Comparison of pathway distribution between AraCyc, AraCyc initial build, MetaCyc, and EcoCyc. The number of pathways in the different top-level classifications (Biosynthesis, Energy Metabolism, Intermediary Metabolism, and Degradation) are shown as pie charts. The major class in AraCyc is the biosynthesis class with 73 or 44.2% of pathways, up from 38.4% in the initial build. The major class in MetaCyc is the degradation class, probably reflecting the many bacterial degradation pathways that are known. The distribution within these classes in EcoCyc is, however, very similar to AraCyc.
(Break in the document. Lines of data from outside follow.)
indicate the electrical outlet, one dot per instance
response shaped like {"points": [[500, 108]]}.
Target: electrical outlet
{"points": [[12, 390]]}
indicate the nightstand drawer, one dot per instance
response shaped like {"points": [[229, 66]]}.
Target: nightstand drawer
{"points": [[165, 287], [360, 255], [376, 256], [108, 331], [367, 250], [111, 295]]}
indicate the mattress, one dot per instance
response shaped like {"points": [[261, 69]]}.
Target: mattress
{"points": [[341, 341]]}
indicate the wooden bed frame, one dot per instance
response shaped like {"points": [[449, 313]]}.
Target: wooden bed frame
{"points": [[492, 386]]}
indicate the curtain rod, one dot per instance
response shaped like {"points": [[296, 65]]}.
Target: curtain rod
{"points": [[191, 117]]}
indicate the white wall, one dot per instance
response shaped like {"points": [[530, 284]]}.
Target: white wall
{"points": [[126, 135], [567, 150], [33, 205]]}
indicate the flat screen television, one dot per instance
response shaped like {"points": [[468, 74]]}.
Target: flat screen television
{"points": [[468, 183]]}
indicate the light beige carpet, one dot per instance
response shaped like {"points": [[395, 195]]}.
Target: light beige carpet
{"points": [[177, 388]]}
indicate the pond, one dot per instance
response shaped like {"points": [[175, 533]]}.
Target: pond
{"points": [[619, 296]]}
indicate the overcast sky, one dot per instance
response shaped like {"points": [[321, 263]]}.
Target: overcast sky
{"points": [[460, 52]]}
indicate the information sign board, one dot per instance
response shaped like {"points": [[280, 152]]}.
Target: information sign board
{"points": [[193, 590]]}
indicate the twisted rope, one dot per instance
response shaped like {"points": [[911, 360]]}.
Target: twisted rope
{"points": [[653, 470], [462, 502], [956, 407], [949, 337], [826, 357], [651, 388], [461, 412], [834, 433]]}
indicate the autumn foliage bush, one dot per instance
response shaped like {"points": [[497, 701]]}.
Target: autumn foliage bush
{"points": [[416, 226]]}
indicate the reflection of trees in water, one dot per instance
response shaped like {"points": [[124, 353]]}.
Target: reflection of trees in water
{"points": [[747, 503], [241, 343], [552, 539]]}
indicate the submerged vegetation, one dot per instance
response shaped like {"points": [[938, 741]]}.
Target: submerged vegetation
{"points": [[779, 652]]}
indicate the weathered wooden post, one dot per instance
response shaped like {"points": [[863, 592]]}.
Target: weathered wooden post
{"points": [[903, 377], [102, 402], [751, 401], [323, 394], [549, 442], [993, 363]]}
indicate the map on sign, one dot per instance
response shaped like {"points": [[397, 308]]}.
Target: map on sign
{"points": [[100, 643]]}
In the Biosynthesis category of AraCyc, all amino acid biosyntheses have been inferred from Pathologic except the biosynthesis for Glu. The biosyntheses of Tyr and Phe that were inferred did not correspond to the plant versions; in plants, the biosynthesis of these amino acids is assumed to go through arogenate, instead of prephenate (Jung et al., 1986). Noticeably missing were biosynthesis of phospholipids and the mevalonate pathway. The latter is important as a precursor for terpenoid biosynthesis and was copied from MetaCyc to AraCyc manually. MetaCyc also classifies phytoalexin, flavonoid, and mevalonate metabolism under the “Fatty Acid and Lipids” class. These three pathways were also inferred in AraCyc, but subsequently moved to the newly created “Secondary Metabolite Biosynthesis” class, which was added under Biosynthesis. Apart from the secondary metabolites (flavonoids, phytoalexins) inferred under the Fatty Acid and Lipids class, no plant secondary metabolite pathways were in MetaCyc and therefore could not be identified by Pathologic. Therefore, the following pathways have been added manually: carotenoid biosynthesis, camalexin biosynthesis, and phenylpropanoid ester biosynthesis.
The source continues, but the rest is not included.